The Canadian dollar weakened against its U.S. counterpart on Monday as increased risk of a direct confrontation between the U.S. and Iran in the Strait of Hormuz unnerved investors.
The loonie was trading 0.2 per cent lower at 1.3615 per U.S. dollar, or 73.45 U.S. cents, after moving in a range of 1.3582 to 1.3619. On Friday, the currency touched its strongest intraday level since March 10 at 1.3548.
The U.S. military said two U.S. Navy guided-missile destroyers had entered the Gulf to break an Iranian blockade and that two U.S. merchant ships had transited the strait, after Iran said it had prevented a U.S. warship from entering the Gulf.
“The trend remains the same this week with negative headlines creating USD strength while positive developments boost the loonie,” Darren Richardson, chief operating officer at Vantry Capital, said in a note.

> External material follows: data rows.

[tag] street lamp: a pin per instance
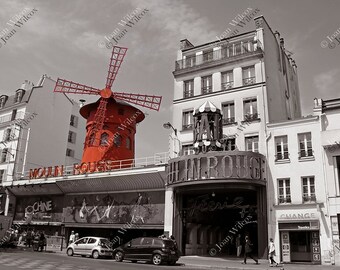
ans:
(168, 126)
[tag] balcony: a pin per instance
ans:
(227, 85)
(249, 81)
(213, 58)
(229, 121)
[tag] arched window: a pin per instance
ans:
(104, 139)
(117, 141)
(128, 143)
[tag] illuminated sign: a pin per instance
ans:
(221, 165)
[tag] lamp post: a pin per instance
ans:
(175, 147)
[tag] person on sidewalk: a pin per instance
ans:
(271, 248)
(248, 250)
(238, 245)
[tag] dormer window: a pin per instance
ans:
(3, 100)
(19, 94)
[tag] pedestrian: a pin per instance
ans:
(238, 245)
(72, 238)
(271, 248)
(248, 250)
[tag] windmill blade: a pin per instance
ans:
(118, 54)
(151, 102)
(98, 122)
(70, 87)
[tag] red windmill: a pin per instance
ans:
(111, 122)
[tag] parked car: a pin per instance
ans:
(91, 246)
(153, 249)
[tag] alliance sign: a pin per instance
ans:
(230, 165)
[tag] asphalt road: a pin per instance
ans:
(11, 260)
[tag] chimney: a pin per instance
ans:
(186, 44)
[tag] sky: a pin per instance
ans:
(63, 38)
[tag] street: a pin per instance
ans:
(45, 261)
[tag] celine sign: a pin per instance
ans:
(221, 165)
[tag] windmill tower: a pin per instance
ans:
(111, 121)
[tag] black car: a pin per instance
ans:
(153, 249)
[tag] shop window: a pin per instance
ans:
(117, 140)
(104, 139)
(227, 80)
(69, 152)
(248, 75)
(231, 144)
(206, 85)
(71, 137)
(250, 109)
(188, 150)
(73, 121)
(281, 146)
(252, 143)
(305, 145)
(128, 143)
(188, 89)
(284, 191)
(308, 189)
(188, 120)
(228, 110)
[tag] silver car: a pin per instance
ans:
(90, 246)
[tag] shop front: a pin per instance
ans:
(217, 197)
(300, 237)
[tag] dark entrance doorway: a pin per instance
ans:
(213, 219)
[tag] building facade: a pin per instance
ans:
(252, 81)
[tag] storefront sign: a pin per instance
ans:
(217, 165)
(297, 216)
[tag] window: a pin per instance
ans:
(128, 143)
(188, 120)
(308, 189)
(206, 85)
(2, 176)
(281, 146)
(7, 135)
(104, 139)
(4, 155)
(231, 144)
(284, 191)
(228, 110)
(190, 60)
(208, 55)
(18, 96)
(188, 150)
(69, 152)
(252, 143)
(71, 137)
(248, 75)
(227, 80)
(117, 141)
(250, 109)
(74, 121)
(188, 89)
(305, 144)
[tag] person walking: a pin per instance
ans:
(271, 248)
(72, 238)
(248, 250)
(238, 245)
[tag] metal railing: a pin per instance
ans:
(116, 165)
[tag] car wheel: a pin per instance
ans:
(95, 254)
(70, 252)
(119, 256)
(157, 259)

The safe-haven U.S. dollar rose against a basket of major currencies and the price of oil, one of Canada’s major exports, was trading sharply higher. Brent futures were up 5.6 per cent to above $114 per barrel, while U.S. West Texas Intermediate crude was 3.6% higher at more than $105.
Last Wednesday, the Bank of Canada said it might have to respond with consecutive interest rate hikes if oil prices stayed high and began pushing up inflation.

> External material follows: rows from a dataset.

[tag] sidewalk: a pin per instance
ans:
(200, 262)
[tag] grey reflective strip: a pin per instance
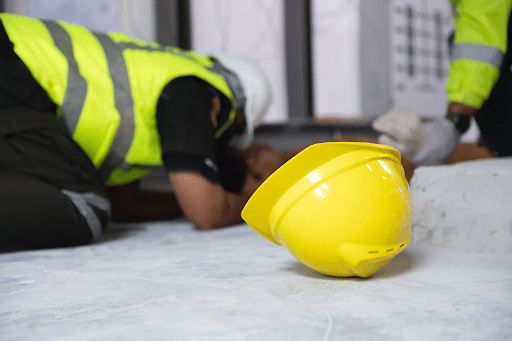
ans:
(124, 105)
(481, 53)
(126, 167)
(76, 90)
(83, 203)
(234, 83)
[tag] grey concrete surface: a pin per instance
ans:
(465, 205)
(168, 281)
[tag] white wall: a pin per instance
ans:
(254, 28)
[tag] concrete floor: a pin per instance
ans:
(168, 281)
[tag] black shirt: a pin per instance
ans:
(183, 112)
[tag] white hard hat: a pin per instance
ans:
(251, 89)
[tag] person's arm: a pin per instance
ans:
(208, 205)
(130, 204)
(480, 42)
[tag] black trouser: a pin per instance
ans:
(50, 194)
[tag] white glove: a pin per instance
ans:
(424, 144)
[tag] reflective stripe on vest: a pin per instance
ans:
(482, 53)
(75, 94)
(84, 203)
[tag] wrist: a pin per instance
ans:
(460, 121)
(460, 115)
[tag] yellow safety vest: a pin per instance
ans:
(480, 43)
(107, 87)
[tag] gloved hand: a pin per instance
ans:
(423, 144)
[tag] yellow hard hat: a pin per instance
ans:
(341, 208)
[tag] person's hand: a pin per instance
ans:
(261, 161)
(402, 129)
(431, 143)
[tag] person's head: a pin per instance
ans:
(252, 93)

Investors are leaning toward a BoC rate hike by July and are pricing in at least two increases in total by the end of 2026.
Speculators have cut their bearish bets on the Canadian dollar, data from the U.S. Commodity Futures Trading Commission showed on Friday. Non-commercial net-short positions stood at 38,476 contracts as of April 28, down from 58,834 contracts in the prior week.
Canadian bond yields moved higher across the curve, tracking moves in U.S. Treasuries. The 10-year was up 9.7 basis points at 3.625 per cent, after earlier touching its highest level since March 27 at 3.635 per cent.